Bande-annonce de Jeanne du Barry (2023)

Certains critiques ont craché leur venin en qualifiant Jeanne du Barry d’ego trip. Et quand bien même ? Les artistes sont par essence égocentriques. Aurait-on reproché à Pialat (je ne compare évidemment pas le talent indéniable de Maïwenn au génie de Pialat, mais la comparaison s’est immédiatement imposée à moi), aurait-on donc reproché à Pialat de s’être payé un ego trip avec son film Van Gogh, à qui il s’identifiait, lui dont la peinture fut la première vocation ? Certainement pas, mais Pialat fut, de son vivant, car il était trop libre, un réprouvé.

Et puis, article après article, se sont enchaînés les poncifs, toujours les mêmes, comme si les journalistes s’étaient repassé leurs copies. Le film a été qualifié de « sous Barry Lindon ».  Effectivement, comme dans le film de Kubrick, des scènes sont éclairées à la bougie.

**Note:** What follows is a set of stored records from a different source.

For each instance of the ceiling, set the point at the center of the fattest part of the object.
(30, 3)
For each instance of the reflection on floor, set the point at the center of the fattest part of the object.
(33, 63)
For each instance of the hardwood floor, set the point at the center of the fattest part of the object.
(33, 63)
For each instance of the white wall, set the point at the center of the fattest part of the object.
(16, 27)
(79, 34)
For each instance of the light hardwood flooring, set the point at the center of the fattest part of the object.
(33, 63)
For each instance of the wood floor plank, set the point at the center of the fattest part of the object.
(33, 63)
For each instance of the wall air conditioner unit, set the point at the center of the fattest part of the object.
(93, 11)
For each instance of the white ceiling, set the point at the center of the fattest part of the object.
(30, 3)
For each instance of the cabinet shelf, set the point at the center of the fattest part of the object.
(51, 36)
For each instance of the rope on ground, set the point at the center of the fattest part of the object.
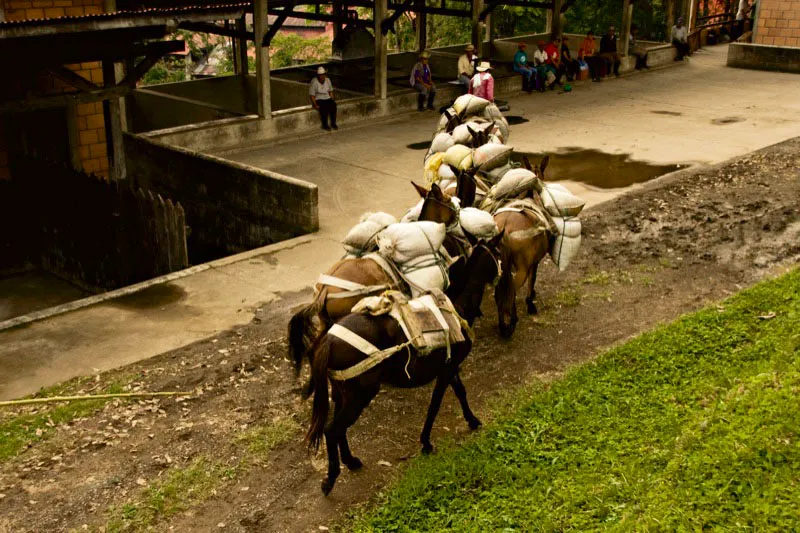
(53, 399)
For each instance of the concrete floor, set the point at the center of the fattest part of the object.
(368, 168)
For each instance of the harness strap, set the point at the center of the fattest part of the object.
(374, 355)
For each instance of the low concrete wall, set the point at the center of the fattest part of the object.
(230, 207)
(764, 57)
(231, 133)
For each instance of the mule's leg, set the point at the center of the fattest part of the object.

Voyons-y plutôt un hommage. Et l’argument stupide et rabâché de l’accent de Johnny Depp, qui n’est d’ailleurs pas si prononcé. Il donne même une certaine distance intéressante au personnage de Louis XV, fort bien campé, au demeurant, par l’acteur : un roi fatigué, désabusé, à qui la du Barry – avec sa candeur et sa spontanéité – redonne un peu de vie.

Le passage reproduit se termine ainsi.